Mais comme pour d'autres jeunes, l'expérience tourne au vinaigre. "On était les bonnes à tout faire des religieuses", témoigne-t-elle au micro d'Europe 1. Jardinage, lavage du linge, repassage... "c'était de l'esclavage", affirme Marlène, très émue quand elle voit sa sœur Maryline, bouquet de fleurs à la main. Malgré la joie des retrouvailles, Marlène reste amère : "on ne rattrapera jamais le temps perdu, c'est malheureux qu'on nous ait fait subir ça.
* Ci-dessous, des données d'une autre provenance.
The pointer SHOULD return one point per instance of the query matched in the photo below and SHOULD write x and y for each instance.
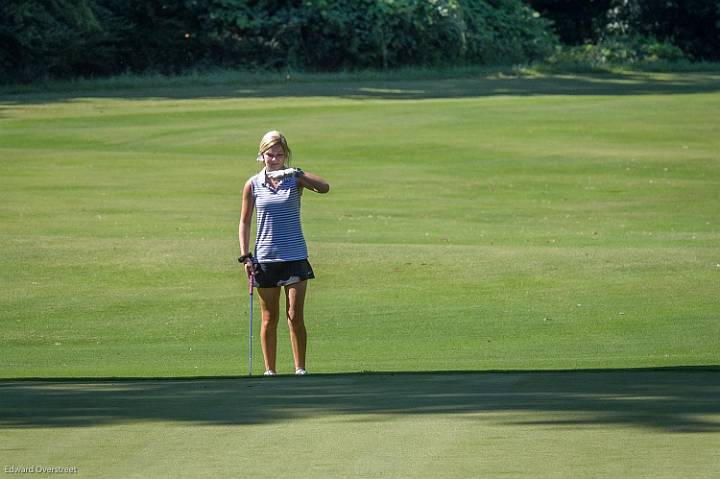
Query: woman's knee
(270, 319)
(295, 316)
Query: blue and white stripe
(279, 232)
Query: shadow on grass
(631, 83)
(675, 399)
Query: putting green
(641, 423)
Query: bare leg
(270, 307)
(294, 306)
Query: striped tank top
(279, 232)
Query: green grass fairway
(490, 223)
(562, 229)
(654, 424)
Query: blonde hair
(270, 139)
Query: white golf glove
(286, 173)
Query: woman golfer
(280, 251)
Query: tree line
(44, 39)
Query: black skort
(285, 273)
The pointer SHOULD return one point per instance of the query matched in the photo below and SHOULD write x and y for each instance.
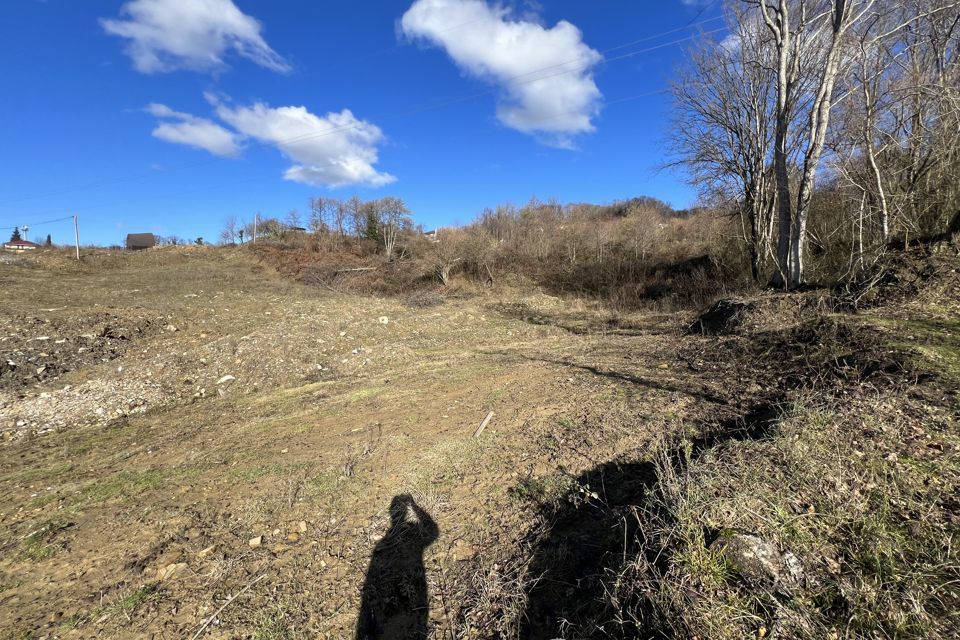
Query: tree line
(853, 102)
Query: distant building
(138, 241)
(20, 246)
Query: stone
(167, 572)
(463, 552)
(760, 563)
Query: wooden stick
(483, 425)
(225, 605)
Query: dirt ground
(192, 445)
(178, 425)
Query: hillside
(197, 446)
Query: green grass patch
(41, 544)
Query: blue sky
(170, 115)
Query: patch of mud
(36, 348)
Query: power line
(256, 179)
(36, 224)
(413, 111)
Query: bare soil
(195, 444)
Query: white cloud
(546, 74)
(334, 150)
(193, 34)
(193, 131)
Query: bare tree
(808, 41)
(723, 128)
(228, 234)
(393, 218)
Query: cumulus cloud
(183, 128)
(334, 150)
(546, 75)
(166, 35)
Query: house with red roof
(19, 246)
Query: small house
(138, 241)
(20, 246)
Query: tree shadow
(395, 601)
(594, 532)
(588, 535)
(583, 323)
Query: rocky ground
(194, 446)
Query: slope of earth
(193, 446)
(181, 427)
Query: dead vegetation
(626, 467)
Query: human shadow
(395, 601)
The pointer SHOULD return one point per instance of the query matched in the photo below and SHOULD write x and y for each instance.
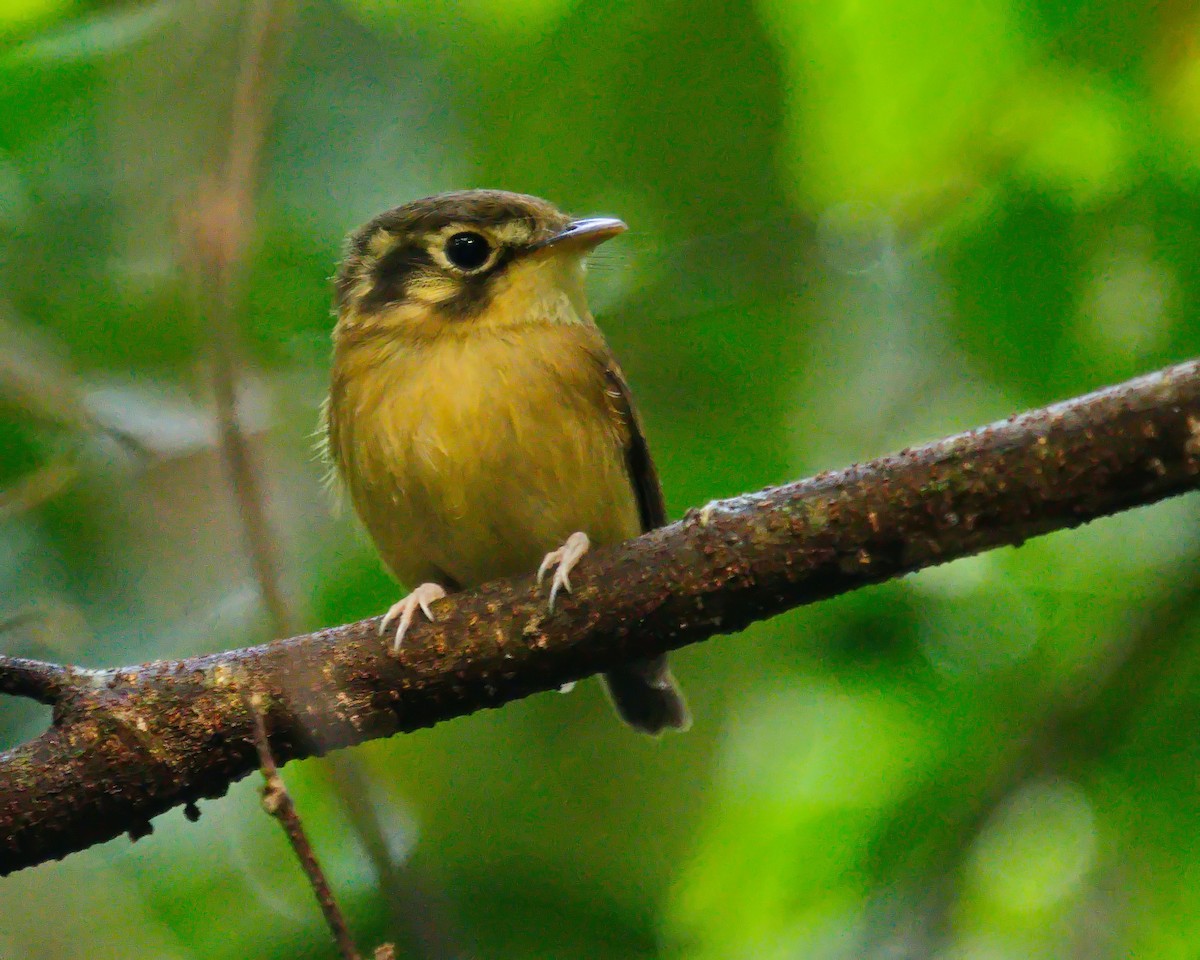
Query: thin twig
(138, 741)
(228, 217)
(277, 802)
(34, 679)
Je ne peux pas leur pardonner, tu vois bien l'état dans lequel je suis." Alors que les mots sont étranglés par l'émotion, Marlène explique à sa sœur qu'elles ont été séparées sur "[leur] île". Et si Maryline à désormais 60 ans, cette séparation s'est déroulée alors qu'elle était trop petite pour s'en souvenir. 

"Il y a également eu des viols"

Et le calvaire de Marlène est loin d'être le pire, à en croire Valérie Hantant, porte-parole des "Enfants de la Creuse". "Il y a également eu des viols sur des filles et des garçons", indique-t-elle en évoquant des "parcours inhumains, nous ne réparerons jamais ce qui a été brisé". 

Si Marlène peut aujourd'hui retrouver sa sœur, c'est parce que la France a reconnu sa responsabilité morale dans la maltraitance subit par certains de ces "Enfants de la Creuse". En guise de réparation, l'État a donc financé les billets d'avion de 70 Réunionnais pour leur permettre de retrouver leur famille biologique. Et si la plaie de ces "Enfants de la Creuse" ne pourra sans doute jamais cicatriser, ils vont profiter de leur retour sur leur terre natale pour demander à l'État une prise en charge totale d'un voyage similaire au moins une fois par an.